Meister Eckhart - there is nothing but Truth
Eckhart von Hochheim was a 14
thc CE was a German theologian, born to a noble family. The ’Meister’ designation was given when he passed some academic theological exams in Paris. He was hauld up before the Inquisition during the reign of yet another
bad Pope - this time Pope John XXII. This was the last that was heard from him - he was either killed, fled, or died awaiting the Pope’s verdict - history has no record of what actually occurred. Although considering the times and the massive corrupton in the Roman Church of the day, he may well have been killed before an official verdict was passed. His fundamental sin (despite what other academics write about him vis-a-vis Avignon’ John XXII vs. Louis IV) was IMHO his teaching that man and God were one (albeit that he implied this - it was too dangerous to say it directly).
Even today the
Catholic Church has refused to raise its
prohibition of Mester Echhart’s works. And so it should, because if the flock read and understood his works, they would never set foot in a church again. Well, be that as it may, here are some things he wrote, which I particularly like:
God is infinite in his simplicity and simple in his infinity. Therefore he is everywhere and is everywhere complete. He is everywhere on account of his infinity, and is everywhere complete on account of his simplicity. Only God flows into all things, their very essences. Nothing else flows into something else. God is in the innermost part of each and every thing, only inits innermost part.
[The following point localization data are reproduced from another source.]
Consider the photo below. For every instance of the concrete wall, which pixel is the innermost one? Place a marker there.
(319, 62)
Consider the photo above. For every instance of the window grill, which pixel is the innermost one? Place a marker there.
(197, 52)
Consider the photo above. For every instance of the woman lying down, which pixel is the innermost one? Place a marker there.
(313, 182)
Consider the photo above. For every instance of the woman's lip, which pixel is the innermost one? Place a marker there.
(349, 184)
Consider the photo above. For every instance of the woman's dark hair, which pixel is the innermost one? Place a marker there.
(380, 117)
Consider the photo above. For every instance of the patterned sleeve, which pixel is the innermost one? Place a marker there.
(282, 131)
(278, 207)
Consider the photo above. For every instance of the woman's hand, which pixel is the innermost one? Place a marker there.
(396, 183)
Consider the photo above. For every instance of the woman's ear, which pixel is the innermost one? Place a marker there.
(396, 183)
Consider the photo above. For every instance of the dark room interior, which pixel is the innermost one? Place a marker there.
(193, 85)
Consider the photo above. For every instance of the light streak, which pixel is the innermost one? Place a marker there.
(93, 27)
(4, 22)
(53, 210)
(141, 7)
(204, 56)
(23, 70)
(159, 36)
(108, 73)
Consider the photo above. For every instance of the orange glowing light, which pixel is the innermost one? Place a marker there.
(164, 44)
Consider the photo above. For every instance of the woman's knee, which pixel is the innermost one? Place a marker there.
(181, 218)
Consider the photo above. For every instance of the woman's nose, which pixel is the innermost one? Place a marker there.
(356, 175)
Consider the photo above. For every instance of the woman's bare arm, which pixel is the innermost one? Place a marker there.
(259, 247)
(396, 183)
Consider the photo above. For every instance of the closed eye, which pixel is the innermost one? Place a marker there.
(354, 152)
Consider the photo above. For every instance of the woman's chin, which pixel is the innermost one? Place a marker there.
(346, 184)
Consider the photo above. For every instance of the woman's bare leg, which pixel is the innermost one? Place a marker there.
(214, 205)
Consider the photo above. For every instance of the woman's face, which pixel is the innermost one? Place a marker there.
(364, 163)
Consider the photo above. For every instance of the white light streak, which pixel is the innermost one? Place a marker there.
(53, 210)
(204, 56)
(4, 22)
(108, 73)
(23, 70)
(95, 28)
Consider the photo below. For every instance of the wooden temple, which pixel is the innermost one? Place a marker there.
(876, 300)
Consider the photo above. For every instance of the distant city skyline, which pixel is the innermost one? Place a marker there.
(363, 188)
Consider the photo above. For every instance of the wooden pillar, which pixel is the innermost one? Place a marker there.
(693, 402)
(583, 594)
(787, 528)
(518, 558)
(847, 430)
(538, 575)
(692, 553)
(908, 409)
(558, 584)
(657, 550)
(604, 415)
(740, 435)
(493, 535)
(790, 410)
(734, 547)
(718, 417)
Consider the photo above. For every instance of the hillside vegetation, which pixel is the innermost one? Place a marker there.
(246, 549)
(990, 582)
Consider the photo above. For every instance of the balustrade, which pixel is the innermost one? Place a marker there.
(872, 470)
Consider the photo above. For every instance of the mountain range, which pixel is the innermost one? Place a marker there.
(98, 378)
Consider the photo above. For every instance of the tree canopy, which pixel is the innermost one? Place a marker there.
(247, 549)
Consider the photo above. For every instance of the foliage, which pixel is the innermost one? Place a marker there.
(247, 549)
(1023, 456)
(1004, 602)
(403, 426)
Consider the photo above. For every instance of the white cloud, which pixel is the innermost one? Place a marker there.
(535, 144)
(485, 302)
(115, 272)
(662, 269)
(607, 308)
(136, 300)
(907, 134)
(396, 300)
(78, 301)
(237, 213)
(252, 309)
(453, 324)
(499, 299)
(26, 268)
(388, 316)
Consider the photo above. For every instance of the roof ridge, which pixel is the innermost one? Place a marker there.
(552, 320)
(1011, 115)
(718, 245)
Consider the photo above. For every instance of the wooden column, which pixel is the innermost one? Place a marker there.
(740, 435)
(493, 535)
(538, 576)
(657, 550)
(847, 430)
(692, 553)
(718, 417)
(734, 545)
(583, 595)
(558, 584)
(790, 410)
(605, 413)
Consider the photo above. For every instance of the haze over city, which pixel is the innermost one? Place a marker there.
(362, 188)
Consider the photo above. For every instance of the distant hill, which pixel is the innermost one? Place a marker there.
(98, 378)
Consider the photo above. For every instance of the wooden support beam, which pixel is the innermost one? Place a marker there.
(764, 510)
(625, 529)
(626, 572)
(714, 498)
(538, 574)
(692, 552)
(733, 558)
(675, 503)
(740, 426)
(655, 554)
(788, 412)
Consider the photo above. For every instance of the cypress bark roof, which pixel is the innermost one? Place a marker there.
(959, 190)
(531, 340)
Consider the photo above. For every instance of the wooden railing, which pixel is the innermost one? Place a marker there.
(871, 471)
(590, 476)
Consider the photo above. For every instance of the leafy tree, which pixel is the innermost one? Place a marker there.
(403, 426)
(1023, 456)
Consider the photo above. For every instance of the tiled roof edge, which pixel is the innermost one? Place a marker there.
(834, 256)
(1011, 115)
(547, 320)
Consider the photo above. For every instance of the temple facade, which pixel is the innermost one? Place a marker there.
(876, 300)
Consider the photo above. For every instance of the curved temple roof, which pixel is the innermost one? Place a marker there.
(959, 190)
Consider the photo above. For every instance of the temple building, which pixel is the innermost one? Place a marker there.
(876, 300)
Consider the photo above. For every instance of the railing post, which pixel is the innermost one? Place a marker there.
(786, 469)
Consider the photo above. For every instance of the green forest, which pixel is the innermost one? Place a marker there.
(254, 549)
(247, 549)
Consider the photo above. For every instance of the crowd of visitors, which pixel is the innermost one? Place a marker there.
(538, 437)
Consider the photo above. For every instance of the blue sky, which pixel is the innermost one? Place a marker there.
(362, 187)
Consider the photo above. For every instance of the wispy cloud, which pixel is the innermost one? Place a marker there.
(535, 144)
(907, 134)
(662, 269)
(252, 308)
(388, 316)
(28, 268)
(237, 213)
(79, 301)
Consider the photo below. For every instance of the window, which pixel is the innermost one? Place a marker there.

When the soul enters the light that is pure, she falls so far from her own created somethingness into her nothingness that in this nothingness she can no longer return to that created somethingness by her own power.
Blessedness consists primarily in the fact that the soul sees God in herself . Only in God’s knowledge does she become wholly still. There she knows nothing but essence and God. Between that person and God there is no distinction, and they are one. . . Their knowing is one with God’s knowing, their activity with God’s activity and their understanding with God’s understanding.
I have occasionally spoken of a light in the soul which is uncreated and uncreatable. . . . This light is not satisfied with the simple, still and divine being which neither gives nor takes, but rather it desires to know from where this being comes. It wants to penetrate to the simple ground, to the still desert, into which distinction never peeped, neither Father, Son nor Holy Spirit. There, in that most inward place, where everyone is a stranger, the light is satisfied, and there it is more inward than it is in itself, for this ground is a simple stillness which is immovable in itself. But all things are moved by this immovability and all the forms of life are conceived by it which, possessing the light of reason, live of themselves.
Only the hand that erases can write the true thing.